Obituari
Seukuran Bapak Itu
Dalam kongres itu Mas MG terpilih sebagai ketua umum PWI Pusat dengan dukungan suara mayoritas. Dia menggantikan Tarman Azzam.
Catatan Mengenang Mantan Ketua Umum PWI Pusat, Margiono
Oleh Dion DB Putra
TRIBUNLOMBOK.COM - Seorang wanita muda berlesung pipit menghampiri saya di Aula El Tari, Kantor Gubernur Nusa Tenggara Timur (NTT) siang itu. "Om Dion, bisa minta tolong?" ujarnya.

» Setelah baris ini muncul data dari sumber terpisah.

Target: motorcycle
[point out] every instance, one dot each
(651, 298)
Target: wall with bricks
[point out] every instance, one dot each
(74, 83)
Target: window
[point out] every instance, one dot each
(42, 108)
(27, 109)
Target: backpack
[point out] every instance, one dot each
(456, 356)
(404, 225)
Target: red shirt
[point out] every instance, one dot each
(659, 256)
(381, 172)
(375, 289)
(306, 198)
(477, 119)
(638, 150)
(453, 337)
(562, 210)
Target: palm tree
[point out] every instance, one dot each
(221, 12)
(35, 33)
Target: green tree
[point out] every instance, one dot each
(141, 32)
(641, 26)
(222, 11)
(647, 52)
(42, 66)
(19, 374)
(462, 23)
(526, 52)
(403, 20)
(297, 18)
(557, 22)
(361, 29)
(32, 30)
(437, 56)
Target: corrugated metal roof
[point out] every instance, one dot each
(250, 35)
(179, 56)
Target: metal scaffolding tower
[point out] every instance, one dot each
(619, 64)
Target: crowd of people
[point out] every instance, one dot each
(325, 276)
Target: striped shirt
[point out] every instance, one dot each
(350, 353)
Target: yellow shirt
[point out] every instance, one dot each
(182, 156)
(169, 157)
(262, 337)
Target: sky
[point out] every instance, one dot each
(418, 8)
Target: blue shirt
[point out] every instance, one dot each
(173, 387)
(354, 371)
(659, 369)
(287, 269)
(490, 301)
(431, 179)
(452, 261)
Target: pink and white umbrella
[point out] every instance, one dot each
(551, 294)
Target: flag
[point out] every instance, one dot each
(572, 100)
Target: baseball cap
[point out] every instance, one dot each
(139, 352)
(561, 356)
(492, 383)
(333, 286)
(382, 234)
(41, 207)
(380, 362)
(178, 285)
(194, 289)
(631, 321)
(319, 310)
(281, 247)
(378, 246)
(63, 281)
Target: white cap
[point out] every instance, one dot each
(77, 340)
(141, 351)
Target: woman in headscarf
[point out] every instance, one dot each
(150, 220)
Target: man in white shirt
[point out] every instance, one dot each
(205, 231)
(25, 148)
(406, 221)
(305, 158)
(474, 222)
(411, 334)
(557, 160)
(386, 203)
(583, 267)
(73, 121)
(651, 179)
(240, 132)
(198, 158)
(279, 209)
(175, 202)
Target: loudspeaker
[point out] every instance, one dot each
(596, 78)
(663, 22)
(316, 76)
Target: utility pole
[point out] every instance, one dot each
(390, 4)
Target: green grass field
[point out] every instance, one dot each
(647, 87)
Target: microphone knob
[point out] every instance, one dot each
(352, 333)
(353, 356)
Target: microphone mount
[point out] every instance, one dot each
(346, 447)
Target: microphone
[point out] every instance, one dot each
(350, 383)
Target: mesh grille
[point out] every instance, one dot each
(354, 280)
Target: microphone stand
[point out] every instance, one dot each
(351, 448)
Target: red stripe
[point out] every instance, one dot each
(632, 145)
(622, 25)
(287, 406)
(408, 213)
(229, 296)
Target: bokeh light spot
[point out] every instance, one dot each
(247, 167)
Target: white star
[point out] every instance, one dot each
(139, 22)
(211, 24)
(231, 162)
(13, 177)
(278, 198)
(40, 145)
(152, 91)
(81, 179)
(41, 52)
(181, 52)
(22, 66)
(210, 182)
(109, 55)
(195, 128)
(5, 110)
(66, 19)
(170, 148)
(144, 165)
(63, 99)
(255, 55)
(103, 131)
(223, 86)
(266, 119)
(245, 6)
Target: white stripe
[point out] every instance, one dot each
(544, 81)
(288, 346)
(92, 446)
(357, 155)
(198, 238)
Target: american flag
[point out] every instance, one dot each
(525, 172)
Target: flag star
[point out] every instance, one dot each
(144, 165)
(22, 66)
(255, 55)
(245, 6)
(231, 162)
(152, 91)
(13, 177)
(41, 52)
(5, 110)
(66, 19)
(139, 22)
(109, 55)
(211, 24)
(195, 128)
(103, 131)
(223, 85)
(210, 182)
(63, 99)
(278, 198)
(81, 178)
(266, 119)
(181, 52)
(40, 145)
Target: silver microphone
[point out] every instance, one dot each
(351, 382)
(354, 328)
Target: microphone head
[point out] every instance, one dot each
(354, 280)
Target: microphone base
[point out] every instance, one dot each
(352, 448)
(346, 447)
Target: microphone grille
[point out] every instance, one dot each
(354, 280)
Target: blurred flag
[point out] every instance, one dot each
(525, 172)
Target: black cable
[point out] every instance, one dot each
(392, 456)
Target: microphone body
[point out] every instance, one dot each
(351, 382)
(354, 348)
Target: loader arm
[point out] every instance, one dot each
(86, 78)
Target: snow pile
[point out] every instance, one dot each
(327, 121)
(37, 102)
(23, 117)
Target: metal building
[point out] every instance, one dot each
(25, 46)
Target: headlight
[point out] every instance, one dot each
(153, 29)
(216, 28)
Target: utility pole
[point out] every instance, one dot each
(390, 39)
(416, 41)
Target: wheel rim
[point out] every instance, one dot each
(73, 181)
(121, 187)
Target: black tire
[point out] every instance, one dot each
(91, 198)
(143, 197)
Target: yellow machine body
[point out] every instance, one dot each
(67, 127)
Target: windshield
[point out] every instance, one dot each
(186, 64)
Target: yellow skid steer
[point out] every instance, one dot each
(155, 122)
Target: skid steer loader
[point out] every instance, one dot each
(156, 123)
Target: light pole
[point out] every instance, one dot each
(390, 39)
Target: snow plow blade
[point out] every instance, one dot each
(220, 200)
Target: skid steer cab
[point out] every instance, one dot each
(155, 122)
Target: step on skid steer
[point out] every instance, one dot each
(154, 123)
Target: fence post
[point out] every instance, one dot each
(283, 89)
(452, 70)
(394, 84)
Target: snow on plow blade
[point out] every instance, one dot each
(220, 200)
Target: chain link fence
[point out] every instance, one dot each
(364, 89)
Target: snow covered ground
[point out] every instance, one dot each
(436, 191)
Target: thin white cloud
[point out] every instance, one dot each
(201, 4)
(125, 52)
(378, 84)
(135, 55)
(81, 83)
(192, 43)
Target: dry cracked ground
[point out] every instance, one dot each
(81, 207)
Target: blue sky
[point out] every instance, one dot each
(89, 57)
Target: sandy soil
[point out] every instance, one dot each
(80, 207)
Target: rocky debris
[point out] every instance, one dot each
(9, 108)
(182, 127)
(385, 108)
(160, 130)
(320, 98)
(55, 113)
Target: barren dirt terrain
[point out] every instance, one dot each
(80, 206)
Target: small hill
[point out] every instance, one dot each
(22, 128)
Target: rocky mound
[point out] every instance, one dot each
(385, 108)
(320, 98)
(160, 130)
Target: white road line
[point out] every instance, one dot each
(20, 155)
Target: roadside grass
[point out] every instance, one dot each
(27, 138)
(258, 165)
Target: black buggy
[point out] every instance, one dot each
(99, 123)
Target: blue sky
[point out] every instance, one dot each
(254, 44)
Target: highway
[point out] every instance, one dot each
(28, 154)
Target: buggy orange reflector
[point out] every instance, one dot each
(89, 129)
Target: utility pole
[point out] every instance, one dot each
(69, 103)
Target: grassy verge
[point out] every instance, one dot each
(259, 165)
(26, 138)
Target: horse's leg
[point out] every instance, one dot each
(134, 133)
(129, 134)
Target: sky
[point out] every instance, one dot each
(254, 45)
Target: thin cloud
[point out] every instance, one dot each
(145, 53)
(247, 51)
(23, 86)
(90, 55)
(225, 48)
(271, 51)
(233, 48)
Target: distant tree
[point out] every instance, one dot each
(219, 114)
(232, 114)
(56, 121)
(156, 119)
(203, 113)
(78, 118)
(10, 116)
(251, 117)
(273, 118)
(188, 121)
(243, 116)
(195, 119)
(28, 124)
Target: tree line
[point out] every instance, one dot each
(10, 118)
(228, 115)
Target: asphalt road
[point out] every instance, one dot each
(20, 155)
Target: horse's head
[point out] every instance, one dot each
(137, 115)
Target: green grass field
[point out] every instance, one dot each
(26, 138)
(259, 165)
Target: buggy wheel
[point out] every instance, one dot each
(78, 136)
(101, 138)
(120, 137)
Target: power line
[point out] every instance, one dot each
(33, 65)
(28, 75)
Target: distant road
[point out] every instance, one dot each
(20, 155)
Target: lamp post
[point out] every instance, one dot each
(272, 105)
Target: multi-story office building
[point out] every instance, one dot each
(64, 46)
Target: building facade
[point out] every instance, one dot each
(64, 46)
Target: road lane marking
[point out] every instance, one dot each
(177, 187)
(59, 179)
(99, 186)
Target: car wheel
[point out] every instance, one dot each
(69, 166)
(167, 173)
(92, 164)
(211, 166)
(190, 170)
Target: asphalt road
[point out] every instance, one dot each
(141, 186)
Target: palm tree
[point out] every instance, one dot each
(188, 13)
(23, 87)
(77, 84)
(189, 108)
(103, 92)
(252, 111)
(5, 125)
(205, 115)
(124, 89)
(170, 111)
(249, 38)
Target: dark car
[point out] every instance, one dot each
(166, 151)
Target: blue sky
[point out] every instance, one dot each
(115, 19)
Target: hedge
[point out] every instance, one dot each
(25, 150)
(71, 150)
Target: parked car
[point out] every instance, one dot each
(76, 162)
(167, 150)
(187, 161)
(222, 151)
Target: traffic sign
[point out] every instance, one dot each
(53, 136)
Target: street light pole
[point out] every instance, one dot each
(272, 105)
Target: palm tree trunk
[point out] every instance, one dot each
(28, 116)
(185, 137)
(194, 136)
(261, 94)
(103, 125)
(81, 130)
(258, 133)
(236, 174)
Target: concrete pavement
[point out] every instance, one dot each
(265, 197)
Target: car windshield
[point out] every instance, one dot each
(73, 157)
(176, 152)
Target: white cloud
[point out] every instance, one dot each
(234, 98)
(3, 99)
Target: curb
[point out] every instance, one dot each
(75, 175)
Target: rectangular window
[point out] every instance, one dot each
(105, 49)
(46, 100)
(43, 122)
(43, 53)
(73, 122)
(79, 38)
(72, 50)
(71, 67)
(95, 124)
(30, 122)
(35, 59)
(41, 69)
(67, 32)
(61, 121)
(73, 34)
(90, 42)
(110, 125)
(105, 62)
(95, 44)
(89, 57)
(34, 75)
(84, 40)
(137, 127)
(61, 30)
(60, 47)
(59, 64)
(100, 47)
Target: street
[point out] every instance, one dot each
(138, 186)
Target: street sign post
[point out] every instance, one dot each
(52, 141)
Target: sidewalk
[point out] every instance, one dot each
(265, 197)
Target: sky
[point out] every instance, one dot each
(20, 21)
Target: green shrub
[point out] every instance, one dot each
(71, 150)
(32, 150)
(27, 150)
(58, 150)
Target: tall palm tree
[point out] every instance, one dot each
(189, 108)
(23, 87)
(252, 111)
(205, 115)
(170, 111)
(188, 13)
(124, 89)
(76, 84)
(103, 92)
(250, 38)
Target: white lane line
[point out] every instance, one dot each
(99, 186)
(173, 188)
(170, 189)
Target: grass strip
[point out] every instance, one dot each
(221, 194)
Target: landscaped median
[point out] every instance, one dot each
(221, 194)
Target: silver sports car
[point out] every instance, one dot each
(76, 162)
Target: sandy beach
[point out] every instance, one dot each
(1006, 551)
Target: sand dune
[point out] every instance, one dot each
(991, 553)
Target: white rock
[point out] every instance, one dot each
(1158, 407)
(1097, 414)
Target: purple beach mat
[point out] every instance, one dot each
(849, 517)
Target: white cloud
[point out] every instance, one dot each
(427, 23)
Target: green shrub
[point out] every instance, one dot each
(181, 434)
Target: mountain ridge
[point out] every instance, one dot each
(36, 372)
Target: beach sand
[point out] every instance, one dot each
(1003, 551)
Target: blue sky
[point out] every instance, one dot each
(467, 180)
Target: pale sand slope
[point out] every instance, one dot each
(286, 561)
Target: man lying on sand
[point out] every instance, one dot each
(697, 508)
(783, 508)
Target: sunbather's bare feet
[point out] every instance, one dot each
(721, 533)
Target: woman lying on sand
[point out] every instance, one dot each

"Silakan, apa yang bisa saya bantu?"
"Kami sudah punya daftar ukuran baju dari bahan tenun NTT buat Bapak Presiden, Ibu Negara, Gubernur dan pejabat lainnya. Tinggal satu yang belum yaitu penanggung jawab Hari Pers Nasonal 2011, Bapak Margiono," ujarnya.
Baca juga: Polres Bima Kota Berjaga-jaga di Rutan Bima Pascakerusuhan yang Picu 19 Tahanan Kabur
Baca juga: Bersiap, Pasar Murah Minyak Goreng Rp 14.000 Bakal Digelar di Praya
Saya langsung melepas pandangan sekeliling Aula El Tari, Kupang. Mencari orang yang baru disebut namanya oleh wanita dari panitia lokal Hari Pers Nasional (HPN) 2011 tersebut.
Ketua Umum Persatuan Wartawan Indonesia (PWI), Margiono sedang mengobrol dengan beberapa orang di sudut kiri Aula El Tari. Aula ini menjadi tempat acara puncak peringatan HPN 2011.
Baru beberapa saat sebelumnya beliau bersama sejumlah pengurus PWI pusat dan panitia nasional bertemu Gubernur NTT, Drs. Frans Lebu Raya dan Wakil Gubernur NTT, Ir. Esthon L Foenay. Pertemuan itu berlangsung sepekan sebelum HPN 9 Februari 2011.
Agenda pertemuan yaitu koordinasi memantapkan persiapan menjelang peringatan HPN Kupang 2011 yang dihadiri Presiden Susilo Bambang Yudhoyono (SBY) serta 1.500 delegasi dari 34 provinsi.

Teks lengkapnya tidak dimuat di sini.